13 nov, 2024 - 18:00 • Alexandre Abrantes Neves
Estamos “cada vez mais sensibilizados” para o tema da sustentabilidade? Sim. Mas ignoramos se as marcas dos produtos estão preocupadas com o planeta e a sociedade? Também sim. Então porque é que somos contraditórios? Simples – há “demasiada pressão”.
Frederico Fezas Vital, professor na Universidade Católica de Lisboa nos temas de sustentabilidade e empreendedorismo, simplifica a fatura da sociedade de consumo atual: ter “sempre alguém a cutucar, a dizer que podíamos estar a fazer melhor em termos de sustentabilidade” tem um preço elevado para o planeta e só vai tornar os comportamentos responsáveis cada vez mais de nicho.
Por isso, e para fazer "checkout" de vez nos comportamentos consumistas e irrefletidos, são precisos incentivos e não reprimendas.
“Não é com pressão, não é pela negativa. Tem de se envolver as pessoas nos resultados. Tem de se demonstrar pela prática que aquilo é melhor para a vida da pessoa e ela tem de o perceber. E a ‘no bullshit approach’ (em português, ‘abordagem sem tretas’) pode funcionar, dizermos às pessoas como as coisas funcionam”, assinala.
Estudo
Número consta do relatório “CTT e-Commerce Report (...)
E se pusermos a receita em curso, o bolo pode mesmo sair melhor do que tem sido até agora: segundo o Relatório Europeu de Consumidores e Pagamentos da consultora INTRUM, mais de 60% dos jovens aumentaram o número de compras por impulso nos últimos dois anos.
Fezas Vital culpa as “técnicas de marketing poderosíssimas”, mas mostra-se otimista quanto à “consciência crescente dos jovens que vem pelo conhecimento” – e aqui a responsabilidade é de todos, principalmente em vésperas de Black Friday. Da família (e os mais velhos que também podem ser contagiados para a sustentabilidade, da escola (e o “muito por fazer” no que toca à literacia financeira”, dos políticos (que têm de corresponder à expectativa de “cidadãos emponderados e esclarecidos”). E até das redes sociais.

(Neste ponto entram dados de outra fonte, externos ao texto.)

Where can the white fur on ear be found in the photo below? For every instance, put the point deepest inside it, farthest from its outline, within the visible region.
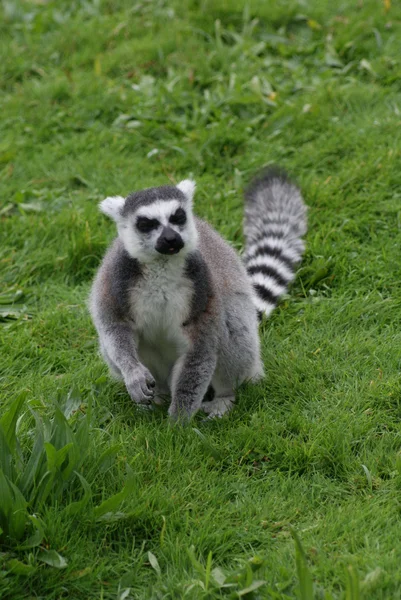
(112, 207)
(187, 187)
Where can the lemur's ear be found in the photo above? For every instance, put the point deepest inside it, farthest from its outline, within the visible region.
(187, 187)
(112, 207)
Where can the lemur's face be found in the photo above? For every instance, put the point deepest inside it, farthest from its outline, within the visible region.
(155, 222)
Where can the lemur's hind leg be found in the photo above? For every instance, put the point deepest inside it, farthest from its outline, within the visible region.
(114, 370)
(224, 398)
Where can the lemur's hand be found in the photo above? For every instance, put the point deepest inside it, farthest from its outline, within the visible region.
(140, 385)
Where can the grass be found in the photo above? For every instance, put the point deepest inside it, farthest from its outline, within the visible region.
(297, 493)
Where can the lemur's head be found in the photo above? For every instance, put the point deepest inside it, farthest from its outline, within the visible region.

“Essas plataformas não podem assumir uma postura de: ‘ai, nós apenas disponibilizamos’. Não é viável falar-se em sustentabilidade e depois estar a alimentar o espaço que permite e até incentiva comportamentos contrários. Acho que devemos ser reivindicativos quanto à responsabilidade das plataformas”, apela.
A Diretiva para a Capacitação dos Consumidores para a Transição Ecológica, aprovada pelo Parlamento Europeu no início do ano, obriga as empresas dentro da UE a deixarem de lado formas manipuladoras e superficiais – “quase cliché” – de destacarem o lado sustentável dos produtos.

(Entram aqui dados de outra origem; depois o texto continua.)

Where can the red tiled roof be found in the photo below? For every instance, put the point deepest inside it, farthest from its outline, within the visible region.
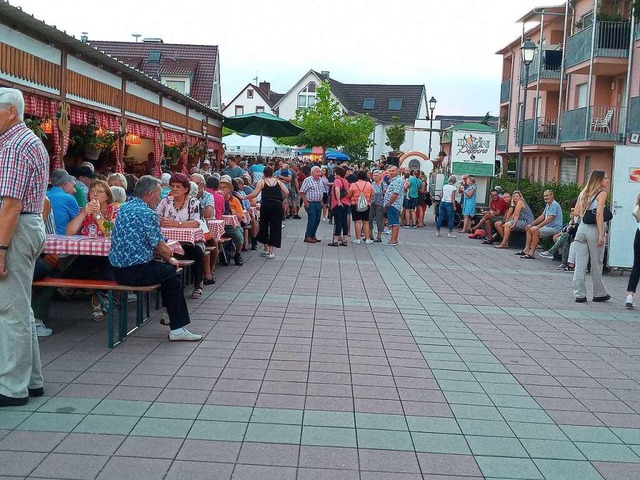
(176, 59)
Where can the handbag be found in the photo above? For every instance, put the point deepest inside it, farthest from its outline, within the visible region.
(589, 216)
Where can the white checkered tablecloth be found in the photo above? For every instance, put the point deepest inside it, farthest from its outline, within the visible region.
(186, 235)
(77, 245)
(231, 220)
(216, 227)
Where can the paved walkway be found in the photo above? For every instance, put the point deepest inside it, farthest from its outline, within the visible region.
(438, 359)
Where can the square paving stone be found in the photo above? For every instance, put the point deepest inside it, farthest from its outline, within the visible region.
(66, 465)
(512, 468)
(106, 424)
(329, 436)
(607, 452)
(381, 421)
(384, 440)
(328, 419)
(273, 433)
(553, 449)
(439, 443)
(162, 427)
(215, 430)
(567, 469)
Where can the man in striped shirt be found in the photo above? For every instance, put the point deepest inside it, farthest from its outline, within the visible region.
(24, 174)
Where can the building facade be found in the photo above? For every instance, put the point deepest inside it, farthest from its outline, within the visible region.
(583, 90)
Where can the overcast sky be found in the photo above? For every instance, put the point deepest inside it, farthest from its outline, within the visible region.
(447, 46)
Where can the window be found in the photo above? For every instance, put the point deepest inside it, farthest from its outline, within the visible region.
(581, 92)
(369, 104)
(568, 170)
(179, 85)
(395, 104)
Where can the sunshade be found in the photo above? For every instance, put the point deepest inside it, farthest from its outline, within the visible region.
(262, 124)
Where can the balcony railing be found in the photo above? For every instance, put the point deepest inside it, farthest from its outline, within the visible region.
(547, 65)
(612, 40)
(540, 131)
(505, 91)
(600, 123)
(634, 114)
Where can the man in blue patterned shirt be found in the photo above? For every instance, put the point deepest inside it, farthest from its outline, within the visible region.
(135, 236)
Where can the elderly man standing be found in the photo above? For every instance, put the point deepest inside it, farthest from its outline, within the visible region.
(24, 167)
(311, 193)
(135, 236)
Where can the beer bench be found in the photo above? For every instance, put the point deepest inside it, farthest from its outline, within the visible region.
(143, 294)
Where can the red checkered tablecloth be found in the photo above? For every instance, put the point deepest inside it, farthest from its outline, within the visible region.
(231, 220)
(187, 235)
(216, 227)
(77, 245)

“Ajuda a mitigar o fenómeno do ‘greenwashing’, do ‘whitewashing’ e de todos os outros ‘washing’. Se as empresas não vão a bem, têm de ser ajudadas a ir lá. É verdade que nós consumidores desconfiamos, mas desconfiamos porque muitas marcas não são transparentes e honestas. Tem de haver uma forma de fazer negócio mais verdadeira”, vaticina, sublinhando que esta postura é ainda mais necessária perante “a aceleração em que vivemos e uma falta de tempo, que nos podem fazer ter um consumo despiciente”.

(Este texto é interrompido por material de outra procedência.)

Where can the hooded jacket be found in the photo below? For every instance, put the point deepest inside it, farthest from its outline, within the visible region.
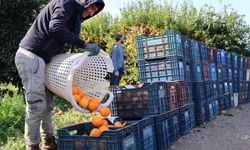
(58, 23)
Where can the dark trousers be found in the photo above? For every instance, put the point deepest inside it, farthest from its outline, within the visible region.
(114, 79)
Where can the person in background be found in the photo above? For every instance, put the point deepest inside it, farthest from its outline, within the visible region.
(58, 23)
(117, 56)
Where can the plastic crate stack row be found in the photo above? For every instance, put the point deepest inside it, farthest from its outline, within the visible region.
(204, 81)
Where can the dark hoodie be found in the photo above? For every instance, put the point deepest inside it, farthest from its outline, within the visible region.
(58, 23)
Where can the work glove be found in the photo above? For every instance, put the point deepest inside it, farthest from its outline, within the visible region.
(117, 73)
(93, 49)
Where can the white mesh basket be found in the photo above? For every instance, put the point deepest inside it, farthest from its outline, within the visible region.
(87, 73)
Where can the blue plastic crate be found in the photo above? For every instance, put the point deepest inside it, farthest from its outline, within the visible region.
(208, 89)
(190, 92)
(241, 76)
(234, 58)
(135, 102)
(167, 128)
(199, 92)
(121, 138)
(221, 88)
(171, 69)
(195, 51)
(229, 74)
(168, 44)
(225, 102)
(212, 109)
(188, 76)
(186, 47)
(200, 113)
(216, 108)
(235, 74)
(213, 72)
(147, 133)
(226, 87)
(230, 86)
(236, 86)
(229, 59)
(223, 57)
(187, 118)
(215, 92)
(242, 97)
(196, 68)
(240, 62)
(203, 51)
(217, 56)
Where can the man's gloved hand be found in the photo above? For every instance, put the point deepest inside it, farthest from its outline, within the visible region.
(117, 73)
(93, 49)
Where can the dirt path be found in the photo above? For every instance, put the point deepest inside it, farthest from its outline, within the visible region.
(222, 133)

Ainda em termos europeus, e numa altura em que decorrem a todo o gás as audições para confirmar os nomes propostos para a nova Comissão Europeia, os temas do consumo devem ficar divididos entre várias pastas, como “Ambiente e Economia circular”, “Clima e Crescimento Limpo” e ainda “Startups e Inovação”.
Para este professor universitário, distribuição não tem de ser sinónimo de confusão – aliás, também rima com colaboração. Vai ser preciso esperar para ver, mas aqui deixa-se já um pedido: mudar a forma de comunicar sobre estes temas.
“Se for aos sites da União Europeia, há uma série de reportes e relatórios. Qual é o problema? Ninguém os lê. Eu diria que não é uma questão de quantidade de publicidade institucional, é a forma como se comunica. (…) Era fundamental que houvesse uma aproximação da comunicação para limpar a informação, estar mais acessível e ser menos densa e complexa para chegar às pessoas”, remata.